After a match from the left hand side to $G$ is fixed, nodes and edges that are not in the right hand side are deleted. The right hand side is then glued in.

Gluing graphs is in fact a pushout construction in the category of graphs, and the deletion is the same as finding a pushout complement, hence the name.

An example of double pushout rewriting in a directed graph, in which a house graph (bottom left) is turned into two stacked squares (bottom right). The boundary of the rewrite is given by the edge with blue and orange vertices.
A selected edge (middle top) is included into a triangle (top left) which is included into a house shape then into the house graph. The pushout complement is the square (bottom centre), which makes the left half of the diagram a pushout. The triangle in the house will be rewritten with a square (top right) by forming a pushout with the complement, giving two stacked squares.

== Uses ==

Double pushout graph rewriting allows the specification of graph transformations by specifying a pattern of fixed size and composition to be found and replaced, where part of the pattern can be preserved. The application of a rule is potentially non-deterministic: several distinct matches can be possible. These can be non-overlapping, or share only preserved items, thus showing a kind of concurrency known as parallel independence, or they may be incompatible, in which case either the applications can sometimes be executed sequentially, or one can even preclude the other.
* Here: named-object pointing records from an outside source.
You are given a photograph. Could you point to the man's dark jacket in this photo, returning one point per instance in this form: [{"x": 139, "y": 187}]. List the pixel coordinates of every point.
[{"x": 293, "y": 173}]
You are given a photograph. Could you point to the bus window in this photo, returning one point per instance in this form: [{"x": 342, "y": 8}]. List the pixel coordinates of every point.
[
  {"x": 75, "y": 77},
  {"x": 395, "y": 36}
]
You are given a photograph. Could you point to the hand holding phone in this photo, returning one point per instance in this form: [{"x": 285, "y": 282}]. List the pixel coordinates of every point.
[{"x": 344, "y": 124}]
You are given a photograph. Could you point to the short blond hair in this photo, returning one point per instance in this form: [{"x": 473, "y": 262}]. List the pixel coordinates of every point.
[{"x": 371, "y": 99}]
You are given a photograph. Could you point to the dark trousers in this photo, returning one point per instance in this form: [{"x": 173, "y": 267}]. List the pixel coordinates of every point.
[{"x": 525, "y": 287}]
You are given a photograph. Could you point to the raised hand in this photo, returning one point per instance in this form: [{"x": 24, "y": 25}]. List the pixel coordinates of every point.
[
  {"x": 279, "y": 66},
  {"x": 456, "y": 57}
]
It can be used as a language for software design and programming (usually a variant working on richer structures than graphs is chosen). Termination for DPO graph rewriting is undecidable because the Post correspondence problem can be reduced to it.

DPO graph rewriting can be viewed as a generalization of Petri nets.

== Generalization ==
Axioms have been sought to describe categories in which DPO rewriting will work. One possibility is the notion of an adhesive category, which also enjoys many closure properties. Related notions are HLR systems, quasi-adhesive categories and $\mathcal{M}$-adhesive categories, adhesive HLR categories.

The concepts of adhesive category and HLR system are related (an adhesive category with coproducts is a HLR system).

Hypergraph, typed graph and attributed graph rewriting, for example, can be handled because they can be cast as adhesive HLR systems.